Ingin meraih skor tinggi? Ini dia tips jitu yang bisa kamu terapkan!

  1. Latihan Soal Secara Rutin – Semakin sering berlatih, semakin terbiasa kamu dengan tipe soal TOEFL. Coba cari contoh soal di internet atau buku-buku persiapan TOEFL.
  2. Mainkan Film atau Video Berbahasa Inggris – Cara ini efektif untuk meningkatkan kemampuan Listening. Coba tonton tanpa subtitle dulu, lalu ulangi dengan subtitle jika perlu.
  3. Perbanyak Membaca Teks Akademik – Biasakan membaca artikel, jurnal, atau buku berbahasa Inggris untuk memperkaya kosakata dan pemahaman Reading Comprehension.
  4. Ajak Teman untuk Berlatih Speaking – Jika tesmu termasuk Speaking, ajak teman untuk berlatih percakapan bahasa Inggris agar lebih percaya diri.
  5. Manajemen Waktu yang Baik – Setiap sesi punya waktu terbatas. Latih dirimu untuk menjawab soal dengan cepat dan tepat.

Jika kamu merasa kesulitan, Tugasin siap membantumu dengan jasa joki tugas khusus persiapan TOEFL. Dengan bimbingan ahli, kamu bisa lebih fokus dan siap menghadapi tes!

Kesalahan Umum Saat Mengerjakan TOEFL

Banyak peserta tes TOEFL yang gagal karena melakukan kesalahan-kesalahan ini. Hindari agar skormu tidak jadi korban!

  • Abaikan Instruksi Soal – Banyak yang langsung menjawab tanpa membaca instruksi dengan teliti. Padahal, instruksi bisa jadi berbeda di setiap sesi.
  • Main Tebak-Tebakan – Jika tidak yakin, lebih baik kosongkan daripada asal menjawab. Skor TOEFL tidak mengurangi nilai untuk jawaban salah, tapi tetap saja jangan asal tebak.
  • Tidak Mengatur Waktu dengan Baik – Waktu terbatas, jadi jangan terlalu lama di satu soal. Jika mentok, lanjutkan ke soal berikutnya.
  • Gugup dan Kurang Percaya Diri – Rileks saja!
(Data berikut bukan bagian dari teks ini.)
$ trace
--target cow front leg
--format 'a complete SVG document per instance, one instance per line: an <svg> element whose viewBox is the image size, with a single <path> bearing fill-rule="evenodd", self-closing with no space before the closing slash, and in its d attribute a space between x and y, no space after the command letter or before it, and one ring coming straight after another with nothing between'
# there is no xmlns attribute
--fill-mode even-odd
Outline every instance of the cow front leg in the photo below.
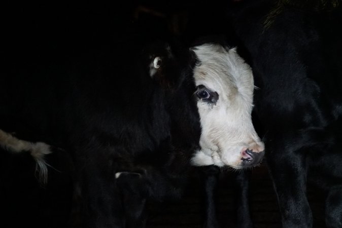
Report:
<svg viewBox="0 0 342 228"><path fill-rule="evenodd" d="M293 150L272 151L269 148L269 151L267 163L278 197L283 227L312 227L312 213L306 195L304 156Z"/></svg>
<svg viewBox="0 0 342 228"><path fill-rule="evenodd" d="M248 170L242 170L236 174L235 204L236 208L236 227L251 228L253 222L249 207L249 176Z"/></svg>
<svg viewBox="0 0 342 228"><path fill-rule="evenodd" d="M204 175L204 221L203 228L220 227L217 215L216 195L220 170L210 166L202 168Z"/></svg>

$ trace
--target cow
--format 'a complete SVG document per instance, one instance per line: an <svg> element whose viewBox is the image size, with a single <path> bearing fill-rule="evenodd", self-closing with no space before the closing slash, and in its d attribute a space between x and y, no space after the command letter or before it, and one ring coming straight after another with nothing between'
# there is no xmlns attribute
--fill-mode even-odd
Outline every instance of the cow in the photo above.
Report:
<svg viewBox="0 0 342 228"><path fill-rule="evenodd" d="M342 227L342 22L338 1L231 4L229 34L252 67L255 110L284 227L314 225L308 183ZM233 28L232 29L232 27Z"/></svg>
<svg viewBox="0 0 342 228"><path fill-rule="evenodd" d="M0 145L33 155L43 183L51 148L69 153L85 227L143 227L146 200L179 197L193 166L247 168L263 156L253 75L235 49L183 48L130 23L114 35L89 23L105 33L69 40L49 22L32 40L7 41Z"/></svg>

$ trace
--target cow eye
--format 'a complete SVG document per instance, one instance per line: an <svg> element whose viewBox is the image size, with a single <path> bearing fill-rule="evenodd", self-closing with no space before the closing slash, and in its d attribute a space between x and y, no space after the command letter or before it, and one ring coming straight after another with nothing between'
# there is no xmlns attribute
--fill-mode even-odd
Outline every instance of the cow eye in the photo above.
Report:
<svg viewBox="0 0 342 228"><path fill-rule="evenodd" d="M197 96L200 99L209 99L210 92L205 89L200 89L197 92Z"/></svg>
<svg viewBox="0 0 342 228"><path fill-rule="evenodd" d="M154 58L153 60L153 67L156 69L158 69L160 67L160 64L161 64L161 58L159 57L156 57Z"/></svg>

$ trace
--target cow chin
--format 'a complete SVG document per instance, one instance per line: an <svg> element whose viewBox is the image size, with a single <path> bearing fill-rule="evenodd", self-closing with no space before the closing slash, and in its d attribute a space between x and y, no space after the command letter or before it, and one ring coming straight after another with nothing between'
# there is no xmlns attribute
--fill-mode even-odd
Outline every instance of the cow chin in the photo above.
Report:
<svg viewBox="0 0 342 228"><path fill-rule="evenodd" d="M197 151L191 159L194 166L214 165L219 167L228 166L234 169L247 168L260 164L264 151L253 151L241 146L231 147L224 151Z"/></svg>

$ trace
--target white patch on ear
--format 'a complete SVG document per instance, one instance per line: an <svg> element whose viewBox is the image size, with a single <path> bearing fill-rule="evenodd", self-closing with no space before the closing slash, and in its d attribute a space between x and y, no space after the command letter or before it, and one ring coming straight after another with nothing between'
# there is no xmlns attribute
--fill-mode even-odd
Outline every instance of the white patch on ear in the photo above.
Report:
<svg viewBox="0 0 342 228"><path fill-rule="evenodd" d="M150 64L150 76L151 78L153 78L157 72L157 69L160 68L161 63L161 58L158 56L154 58L153 61Z"/></svg>
<svg viewBox="0 0 342 228"><path fill-rule="evenodd" d="M191 158L191 164L194 166L210 166L214 165L212 157L206 155L202 151L197 151Z"/></svg>
<svg viewBox="0 0 342 228"><path fill-rule="evenodd" d="M50 145L41 142L33 143L20 140L0 129L0 146L14 153L29 151L37 163L37 170L39 173L40 180L46 183L48 168L44 157L52 153Z"/></svg>

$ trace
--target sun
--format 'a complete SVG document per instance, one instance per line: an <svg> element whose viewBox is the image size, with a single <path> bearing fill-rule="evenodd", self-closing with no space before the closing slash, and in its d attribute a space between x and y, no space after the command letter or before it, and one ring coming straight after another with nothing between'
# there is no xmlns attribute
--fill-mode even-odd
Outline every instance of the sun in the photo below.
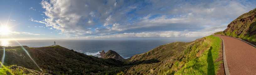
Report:
<svg viewBox="0 0 256 75"><path fill-rule="evenodd" d="M10 32L9 28L6 26L2 26L0 29L0 33L2 34L7 34Z"/></svg>

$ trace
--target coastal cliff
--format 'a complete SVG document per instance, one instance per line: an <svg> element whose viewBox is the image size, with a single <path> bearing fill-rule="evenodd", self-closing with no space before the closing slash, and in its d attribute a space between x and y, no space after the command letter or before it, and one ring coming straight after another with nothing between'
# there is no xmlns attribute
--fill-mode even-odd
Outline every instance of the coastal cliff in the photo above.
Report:
<svg viewBox="0 0 256 75"><path fill-rule="evenodd" d="M219 40L214 40L216 39ZM212 50L218 52L219 48L214 47L219 46L220 44L214 44L215 45L212 46L213 44L211 44L211 42L215 42L219 41L220 42L220 39L218 37L211 36L190 42L174 42L160 46L127 59L124 59L112 50L106 52L102 51L100 55L101 58L98 58L87 55L60 46L40 48L23 46L24 49L20 46L4 47L5 57L3 64L10 70L13 68L9 68L16 65L38 72L43 72L45 75L162 75L174 74L176 72L183 74L183 72L180 71L184 71L186 73L193 73L195 71L206 74L205 72L186 69L188 67L185 65L191 65L188 64L194 62L195 60L200 60L197 64L207 64L207 62L205 62L206 60L199 59L208 56L207 53L205 52L208 52L210 46L213 47L214 49L213 50ZM218 45L215 45L217 44ZM0 58L2 58L1 56L3 56L3 48L2 48L3 47L0 47ZM28 52L39 68L24 50ZM215 52L214 53L215 55L212 56L217 57L219 53ZM215 58L213 60L216 58ZM219 62L213 63L218 64ZM204 67L207 67L206 64L200 67L191 67L204 68ZM216 66L217 67L219 66L218 65ZM216 69L211 70L217 71Z"/></svg>
<svg viewBox="0 0 256 75"><path fill-rule="evenodd" d="M101 52L99 52L101 58L113 58L117 60L121 61L123 61L124 59L121 56L115 51L109 50L107 52L105 53L104 50Z"/></svg>

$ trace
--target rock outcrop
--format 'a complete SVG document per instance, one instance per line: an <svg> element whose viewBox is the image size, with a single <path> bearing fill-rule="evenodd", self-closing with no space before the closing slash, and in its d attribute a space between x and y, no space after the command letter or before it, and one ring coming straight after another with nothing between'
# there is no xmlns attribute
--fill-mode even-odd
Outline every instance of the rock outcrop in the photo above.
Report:
<svg viewBox="0 0 256 75"><path fill-rule="evenodd" d="M104 50L103 50L101 52L99 52L99 53L100 53L100 55L102 58L111 58L121 61L122 61L124 59L117 52L111 50L109 50L106 53Z"/></svg>
<svg viewBox="0 0 256 75"><path fill-rule="evenodd" d="M243 14L231 22L224 31L225 35L242 38L256 34L256 8ZM239 37L239 36L240 36Z"/></svg>

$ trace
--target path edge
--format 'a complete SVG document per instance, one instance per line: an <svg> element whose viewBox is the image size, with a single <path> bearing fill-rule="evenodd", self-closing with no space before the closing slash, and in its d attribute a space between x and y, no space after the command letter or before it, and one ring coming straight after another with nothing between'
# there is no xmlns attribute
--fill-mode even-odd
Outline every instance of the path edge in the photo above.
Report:
<svg viewBox="0 0 256 75"><path fill-rule="evenodd" d="M220 37L217 36L215 36L218 37L222 39L222 50L223 50L223 63L224 64L224 69L225 71L225 75L230 75L229 71L228 70L228 68L227 67L227 60L226 59L226 53L225 52L225 45L224 44L224 40Z"/></svg>
<svg viewBox="0 0 256 75"><path fill-rule="evenodd" d="M253 47L254 47L256 48L256 46L255 46L255 45L253 45L253 44L252 44L252 43L249 43L249 42L246 42L246 41L244 41L244 40L242 40L242 39L240 39L240 38L235 38L235 37L230 37L230 36L224 36L224 35L221 35L221 36L225 36L225 37L229 37L232 38L236 38L236 39L238 39L238 40L241 40L241 41L243 41L243 42L245 42L246 43L248 43L248 44L249 44L249 45L252 45L252 46L253 46Z"/></svg>

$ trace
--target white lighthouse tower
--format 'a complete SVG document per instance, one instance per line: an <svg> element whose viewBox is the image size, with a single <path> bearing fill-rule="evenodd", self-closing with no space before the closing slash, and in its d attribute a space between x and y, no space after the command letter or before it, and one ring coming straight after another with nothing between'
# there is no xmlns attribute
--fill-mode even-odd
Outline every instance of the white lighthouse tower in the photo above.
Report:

Persiapan yang matang akan membantumu lebih tenang saat tes.

Dengan persiapan yang tepat, kamu pasti bisa meraih skor TOEFL impianmu! Jika butuh bantuan lebih lanjut, Tugasin selalu siap membantumu dengan >jasa joki skripsi</, joki tugas, atau cek plagiarisme</. Semangat, dan raih beasiswamu!


Tim Redaksi
Tim Redaksi

satusuara

Website
Butuh Bantuan dengan Tugasmu?

Tim ahli kami siap membantu kamu menyelesaikan tugas dengan cepat dan berkualitas.